Role of the Egyptian god of the underworld in Egyptian Mythology
Anubis god of the underworld is among the oldest gods in all of ancient Egyptian mythology. He was a god of the dead who vigilantly monitored the souls of men and guarded the entrance to the underworld.
He invented the mummification technique and taught it to the Egyptian people. Researchers formerly believed that Anubis was created sometime during the Predynastic era when Egyptian civilization began.
He is often symbolized by a black jackal, a canine creature found across North Africa and the Middle East. Many archaeologists think that the real-life jackals that dug up bodies that weren’t buried deeply enough were the inspiration for the god Anubis.
He was also responsible for leading souls before the gods of the underworld. Additionally, it was believed that Anubis was the son of Nephthys and Osiris, who, according to ancient mythology, was the father of all the gods.
Symbolic Representations of Anubis
In the artwork of ancient Egypt, Anubis was typically -piodepicted with a human body and the head of a jackal, wearing a ceremonial headdress and an animal-hide cape.
He was also often depicted with a tall staff in his hand, typically either an ankh or a flail. This staff represented his power and authority over the underworld gods. Additionally, Anubis was often shown with a stela known as a “kios.”
This was typically a funerary sculpture placed in the ancient Egyptians’ tombs to mark the site of a spirit’s passage to the afterlife.
Cult Following of Anubis
Though many gods were worshipped in ancient Egypt, Anubis was the most popular god of the underworld in Egypt. Anubis had a large cult following in Egypt and beyond. He was often revered as a protector of embalmed bodies and the guardian of tombs.

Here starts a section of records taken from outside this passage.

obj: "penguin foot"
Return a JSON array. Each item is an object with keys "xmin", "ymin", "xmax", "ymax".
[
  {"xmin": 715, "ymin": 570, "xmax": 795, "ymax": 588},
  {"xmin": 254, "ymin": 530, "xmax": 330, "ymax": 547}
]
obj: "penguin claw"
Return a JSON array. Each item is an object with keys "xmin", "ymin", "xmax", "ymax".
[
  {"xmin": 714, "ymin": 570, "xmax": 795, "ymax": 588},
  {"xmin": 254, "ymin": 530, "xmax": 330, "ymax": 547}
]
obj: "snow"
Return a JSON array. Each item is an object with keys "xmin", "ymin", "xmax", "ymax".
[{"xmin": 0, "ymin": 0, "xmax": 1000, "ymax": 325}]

Researchers believe that Anubis was able to bring the dead back to life. As such, he was highly respected by those who passed away. The ancient Egyptians also believed in the power of Anubis to recognize souls beyond the grave.
When a person passed away, it was believed that Anubis would help the spirit find its way to the afterlife.
Anubis’s Symbolic Significance in Modern Times
Though Anubis’s cult following is no longer active in modern times, he remains a prominent figure in myth and legend due to his iconic place in Ancient Egyptian mythology.
Anubis continues to occupy a place of poetic and symbolic significance in the minds of many. His presence in mythological stories speaks to the power of death as a force of nature and transformation.
Anubis’s popularity also persists today in symbolism, such as pop culture renditions, tarot cards, and tattoos. It bears witness to his timeless power and influence.